In response, a group of NWU students and workers reacted strongly, writing in an open letter that ""We are not surprised that you and other white Afrikaner neo-colonialist academics are not in favour of Prof Kgwadi’s transformational agenda and plan to deracialise Pukke."

==Executive Director FW de Klerk Foundation==

Eloff was appointed as Executive Director of the Foundation on 1 July 2016. FW de Klerk was a former president of South Africa, a former leader of the Nationalist Party (the party who instituted the policy of Grand Apartheid), a former Chancellor of the Potchefstroom University for Christian Higher Education. He was also a Nobel Peace Prize winner. De Klerk founded the Foundation to:
- Promote the South Africa Constitution, and support the Bill of Rights. These two together with the rule of law are executed through the Centre for Constitutional Rights.
- Work to obtain unity in diversity through the Centre for Unity in Diversity.
- It also supports children with disadvantages and disabilities by means of charitable support.

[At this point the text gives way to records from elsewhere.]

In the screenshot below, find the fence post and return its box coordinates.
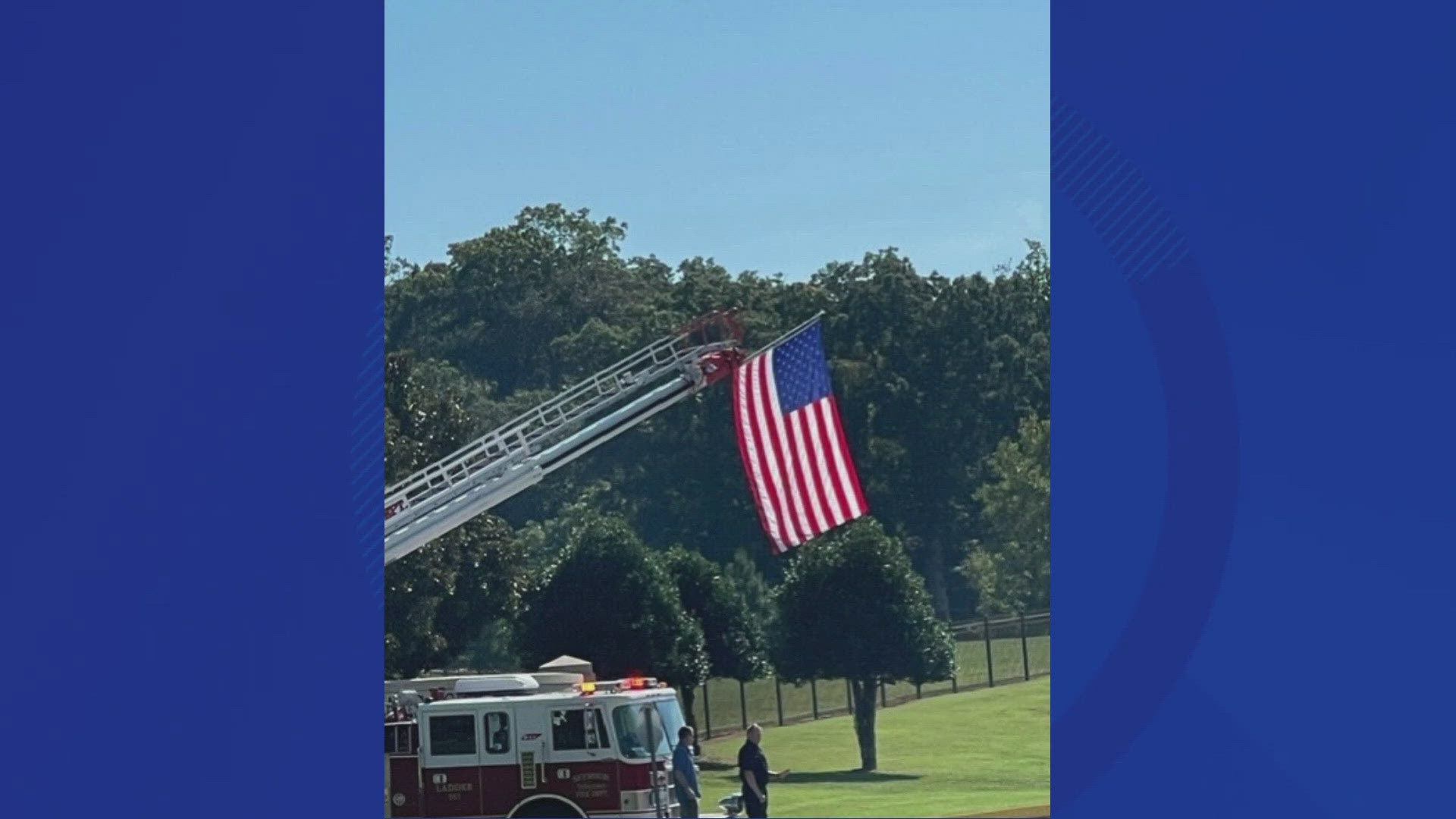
[1016,612,1031,680]
[981,617,996,688]
[703,679,714,739]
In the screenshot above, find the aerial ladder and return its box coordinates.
[384,313,742,566]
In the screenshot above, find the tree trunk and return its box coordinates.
[679,685,703,755]
[850,679,878,771]
[924,536,951,621]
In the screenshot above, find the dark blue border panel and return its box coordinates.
[1051,0,1456,819]
[0,3,383,817]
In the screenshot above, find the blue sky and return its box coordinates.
[384,0,1050,278]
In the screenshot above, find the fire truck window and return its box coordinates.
[485,711,511,754]
[592,708,611,748]
[551,708,609,751]
[429,714,475,756]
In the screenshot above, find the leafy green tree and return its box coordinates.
[663,547,769,734]
[517,516,708,686]
[774,519,956,771]
[384,514,526,678]
[723,549,779,632]
[961,416,1051,615]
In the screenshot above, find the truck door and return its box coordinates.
[419,708,485,816]
[543,704,622,813]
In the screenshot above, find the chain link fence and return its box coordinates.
[692,612,1051,739]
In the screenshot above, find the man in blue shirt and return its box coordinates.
[738,723,789,819]
[673,726,703,819]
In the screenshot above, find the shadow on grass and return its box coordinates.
[772,771,920,789]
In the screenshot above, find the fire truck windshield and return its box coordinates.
[611,698,684,759]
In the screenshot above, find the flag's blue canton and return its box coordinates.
[772,322,830,416]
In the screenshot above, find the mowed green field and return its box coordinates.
[693,635,1051,733]
[692,673,1051,817]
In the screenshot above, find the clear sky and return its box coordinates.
[384,0,1051,278]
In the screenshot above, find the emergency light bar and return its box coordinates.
[576,676,667,695]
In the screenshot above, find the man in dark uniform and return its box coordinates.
[738,723,788,819]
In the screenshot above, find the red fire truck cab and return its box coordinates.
[384,675,684,819]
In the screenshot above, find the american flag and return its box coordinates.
[733,321,868,554]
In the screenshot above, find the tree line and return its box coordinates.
[384,206,1051,768]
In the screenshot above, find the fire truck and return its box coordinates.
[384,673,684,819]
[384,312,818,817]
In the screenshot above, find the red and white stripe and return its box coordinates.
[734,351,868,554]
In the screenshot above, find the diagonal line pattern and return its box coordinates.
[1051,98,1188,281]
[350,290,384,609]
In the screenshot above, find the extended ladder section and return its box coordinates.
[384,313,742,564]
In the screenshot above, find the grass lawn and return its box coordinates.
[693,635,1051,732]
[692,678,1051,817]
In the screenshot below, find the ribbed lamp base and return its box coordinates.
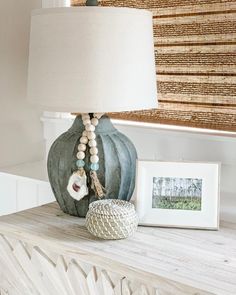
[48,116,137,217]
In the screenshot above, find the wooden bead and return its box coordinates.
[83,119,91,126]
[82,130,87,137]
[76,152,85,160]
[87,131,96,140]
[85,124,95,131]
[89,147,98,155]
[82,114,90,120]
[79,136,88,144]
[89,139,97,147]
[90,155,99,164]
[91,118,98,126]
[78,143,86,152]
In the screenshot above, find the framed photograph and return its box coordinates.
[135,160,220,230]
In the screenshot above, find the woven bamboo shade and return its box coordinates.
[71,0,236,131]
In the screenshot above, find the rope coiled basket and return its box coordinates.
[86,199,138,240]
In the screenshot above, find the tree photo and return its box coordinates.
[152,177,202,211]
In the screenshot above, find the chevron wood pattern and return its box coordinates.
[71,0,236,131]
[0,235,157,295]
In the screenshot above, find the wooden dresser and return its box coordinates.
[0,203,236,295]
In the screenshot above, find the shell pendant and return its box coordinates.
[67,169,88,201]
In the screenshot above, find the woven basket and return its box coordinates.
[86,199,138,240]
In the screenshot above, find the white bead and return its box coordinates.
[87,131,96,140]
[89,146,98,155]
[89,139,97,147]
[85,124,95,131]
[93,113,104,119]
[76,152,85,160]
[91,118,98,126]
[79,136,88,144]
[90,155,99,164]
[83,119,91,126]
[78,143,86,152]
[82,114,90,120]
[82,130,87,137]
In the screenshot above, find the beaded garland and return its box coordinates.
[67,113,105,201]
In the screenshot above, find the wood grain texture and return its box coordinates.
[71,0,236,131]
[0,203,236,295]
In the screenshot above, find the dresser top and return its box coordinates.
[0,203,236,295]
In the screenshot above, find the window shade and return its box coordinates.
[71,0,236,131]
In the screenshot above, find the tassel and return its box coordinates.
[90,170,106,199]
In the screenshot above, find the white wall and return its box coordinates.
[0,172,55,216]
[0,0,44,167]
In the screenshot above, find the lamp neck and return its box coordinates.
[86,0,98,6]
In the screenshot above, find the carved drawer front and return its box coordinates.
[0,235,159,295]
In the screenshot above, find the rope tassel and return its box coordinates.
[90,171,106,199]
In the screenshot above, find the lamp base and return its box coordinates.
[48,115,137,217]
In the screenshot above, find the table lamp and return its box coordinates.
[28,0,157,217]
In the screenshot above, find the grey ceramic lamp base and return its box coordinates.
[48,116,137,217]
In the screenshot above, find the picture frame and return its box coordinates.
[135,160,221,230]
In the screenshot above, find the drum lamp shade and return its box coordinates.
[28,7,157,113]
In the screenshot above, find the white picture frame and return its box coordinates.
[135,160,220,230]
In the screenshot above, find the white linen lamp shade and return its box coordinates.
[28,7,157,113]
[28,5,157,217]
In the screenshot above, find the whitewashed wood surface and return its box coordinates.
[0,203,236,295]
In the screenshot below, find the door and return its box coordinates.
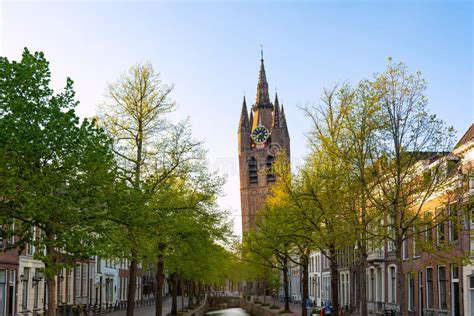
[7,285,15,316]
[418,271,425,316]
[451,264,461,316]
[453,282,461,316]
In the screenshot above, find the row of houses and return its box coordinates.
[289,124,474,316]
[0,248,165,316]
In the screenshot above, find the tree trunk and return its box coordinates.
[358,240,368,316]
[329,245,339,315]
[171,272,178,316]
[300,254,309,316]
[262,281,267,304]
[127,254,137,316]
[188,281,194,309]
[358,195,368,316]
[282,265,290,311]
[155,249,165,316]
[45,230,57,316]
[396,240,408,315]
[179,278,184,311]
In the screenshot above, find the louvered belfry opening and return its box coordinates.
[249,157,258,183]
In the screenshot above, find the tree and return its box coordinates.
[304,80,381,315]
[267,153,316,316]
[243,203,293,312]
[367,60,453,314]
[0,49,115,316]
[102,63,182,316]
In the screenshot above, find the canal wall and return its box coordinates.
[240,298,293,316]
[207,296,293,316]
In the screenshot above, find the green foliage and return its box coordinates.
[0,49,115,277]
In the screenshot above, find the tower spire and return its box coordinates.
[239,95,250,131]
[255,48,271,107]
[280,104,288,132]
[272,92,281,128]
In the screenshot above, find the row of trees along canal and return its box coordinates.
[0,49,237,316]
[242,60,472,315]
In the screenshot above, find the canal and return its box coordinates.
[206,308,250,316]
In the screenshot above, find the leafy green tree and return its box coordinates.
[367,60,454,315]
[304,81,381,315]
[144,143,230,315]
[0,49,115,316]
[243,203,293,312]
[101,64,189,316]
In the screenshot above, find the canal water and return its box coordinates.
[206,308,250,316]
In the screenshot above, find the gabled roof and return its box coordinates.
[454,124,474,148]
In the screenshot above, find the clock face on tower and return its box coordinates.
[250,125,270,144]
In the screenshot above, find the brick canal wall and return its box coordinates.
[207,297,293,316]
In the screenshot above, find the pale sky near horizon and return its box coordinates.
[0,0,474,234]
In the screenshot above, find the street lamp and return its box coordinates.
[20,274,28,282]
[33,271,44,286]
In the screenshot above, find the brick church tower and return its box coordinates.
[238,55,290,235]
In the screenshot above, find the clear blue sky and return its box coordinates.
[0,0,474,237]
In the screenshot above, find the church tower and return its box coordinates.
[238,54,290,235]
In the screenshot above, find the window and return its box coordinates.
[388,266,397,303]
[0,270,7,316]
[407,273,415,311]
[387,217,395,252]
[424,211,433,242]
[438,267,448,309]
[58,269,64,304]
[96,257,102,273]
[74,264,81,297]
[426,268,434,308]
[369,269,376,301]
[412,226,420,258]
[340,272,349,306]
[33,268,39,308]
[402,235,408,260]
[66,270,74,304]
[436,207,446,246]
[267,156,275,183]
[21,268,30,310]
[82,263,89,297]
[249,157,258,183]
[26,228,36,256]
[448,203,459,242]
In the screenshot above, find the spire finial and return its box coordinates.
[255,46,271,107]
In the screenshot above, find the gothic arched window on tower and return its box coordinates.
[249,157,258,183]
[267,156,275,183]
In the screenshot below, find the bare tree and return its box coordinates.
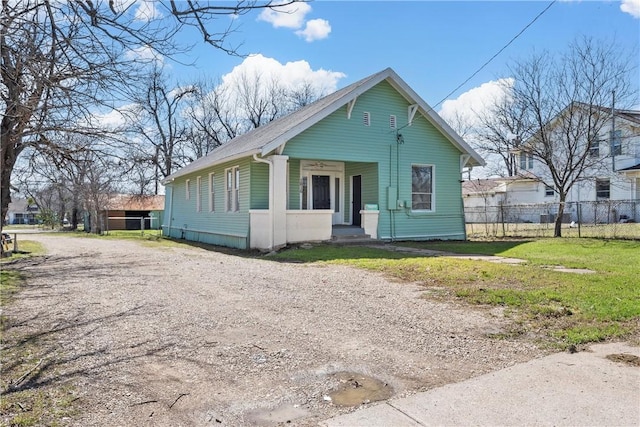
[473,90,531,176]
[132,65,197,194]
[183,73,324,161]
[503,38,637,237]
[0,0,295,241]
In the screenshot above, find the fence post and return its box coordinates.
[500,200,506,237]
[577,202,582,238]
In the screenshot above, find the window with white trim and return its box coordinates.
[225,166,240,212]
[196,176,202,212]
[209,173,216,212]
[596,178,611,199]
[411,165,433,211]
[544,184,556,197]
[610,130,622,156]
[520,151,533,170]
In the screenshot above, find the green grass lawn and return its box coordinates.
[272,239,640,348]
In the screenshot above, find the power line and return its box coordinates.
[431,0,557,110]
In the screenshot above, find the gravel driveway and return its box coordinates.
[5,235,542,426]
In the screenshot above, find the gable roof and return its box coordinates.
[162,68,485,184]
[107,194,164,211]
[462,174,542,197]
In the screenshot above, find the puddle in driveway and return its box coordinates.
[327,372,393,406]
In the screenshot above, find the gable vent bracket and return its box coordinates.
[347,96,358,120]
[407,104,418,126]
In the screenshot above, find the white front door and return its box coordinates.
[300,161,344,224]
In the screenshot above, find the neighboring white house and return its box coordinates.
[463,108,640,222]
[5,199,40,224]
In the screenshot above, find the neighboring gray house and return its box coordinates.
[5,199,40,225]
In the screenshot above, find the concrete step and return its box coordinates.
[331,232,373,243]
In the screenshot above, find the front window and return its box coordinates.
[520,151,533,170]
[300,176,309,210]
[611,130,622,156]
[596,179,611,199]
[196,177,202,212]
[209,173,216,212]
[225,166,240,212]
[544,184,555,197]
[411,165,433,211]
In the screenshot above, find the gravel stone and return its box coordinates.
[4,234,544,426]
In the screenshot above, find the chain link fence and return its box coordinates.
[465,200,640,240]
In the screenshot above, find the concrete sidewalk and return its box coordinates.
[320,343,640,427]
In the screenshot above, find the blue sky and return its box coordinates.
[171,0,640,110]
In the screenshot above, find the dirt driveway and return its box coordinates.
[4,235,542,426]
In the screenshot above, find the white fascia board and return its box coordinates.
[260,69,395,156]
[160,150,260,185]
[389,71,486,166]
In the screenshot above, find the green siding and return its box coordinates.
[288,159,300,209]
[250,162,269,209]
[164,82,465,248]
[284,82,464,240]
[165,158,254,249]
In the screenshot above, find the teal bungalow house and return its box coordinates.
[163,68,484,250]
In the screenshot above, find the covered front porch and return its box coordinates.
[249,155,379,250]
[249,209,379,250]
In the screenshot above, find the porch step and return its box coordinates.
[331,231,373,243]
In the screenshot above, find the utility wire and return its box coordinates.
[431,0,557,110]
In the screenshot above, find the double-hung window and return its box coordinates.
[596,178,611,199]
[209,173,216,212]
[544,184,556,197]
[520,151,533,170]
[411,165,434,211]
[225,166,240,212]
[611,130,622,156]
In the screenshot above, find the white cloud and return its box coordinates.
[126,46,164,63]
[92,104,140,130]
[135,0,162,21]
[258,3,311,29]
[296,19,331,42]
[620,0,640,19]
[439,78,514,131]
[222,54,346,93]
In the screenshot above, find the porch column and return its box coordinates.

==Controversy at the FW de Klerk Foundation==

In February 2020 the FW de Klerk Foundation was widely condemned when Mr. de Klerk said in an interview with the BBC that apartheid was not a crime against humanity. In a statement defending this view, the FW de Klerk Foundation argued on 14 February 2020 that describing apartheid as a crime against humanity was simply "an agitprop project initiated by the Soviet Union". The Foundation and Mr. de Klerk later apologised after a furore broke out. Eloff stated after this that "I don't believe there will be a change in leadership at the foundation". However, Eloff resigned from the Foundation' Board of Trustees on 30 April 2020.

==Controversy over COVID-19 in South Africa==

Eloff voiced his strong opposition against the lockdown measures instituted by the South African government in order to stem the spread of COVID-19 in the country. As reported on 22 April 2020, Eloff called on the South African government "don't extend lockdown even for another day", despite the country having one of the highest incidences of the pandemic in the world. On 16 July 2020, it was reported that Eloff tested positive for COVID-19. South Africa was one of the world's worst COVID-19 affected countries, with 796,500 confirmed cases by the first week of December 2020.

==Personal life==

Eloff is married to Suzette van der Westhuizen. He has two daughters and three granddaughters.

==Award==

He was awarded an Honorary Doctorate of Law, by the London South Bank University, UK in 2008.

==Book==

He wrote a book called Wat Nou, Suid-Afrika?", later translated as Turning Point about how to create the society that we want. He based this on what he has learned through the Dakar Conference to being the Vice–Chancellor of the PUK, up to being involved in the FW de Klerk Foundation.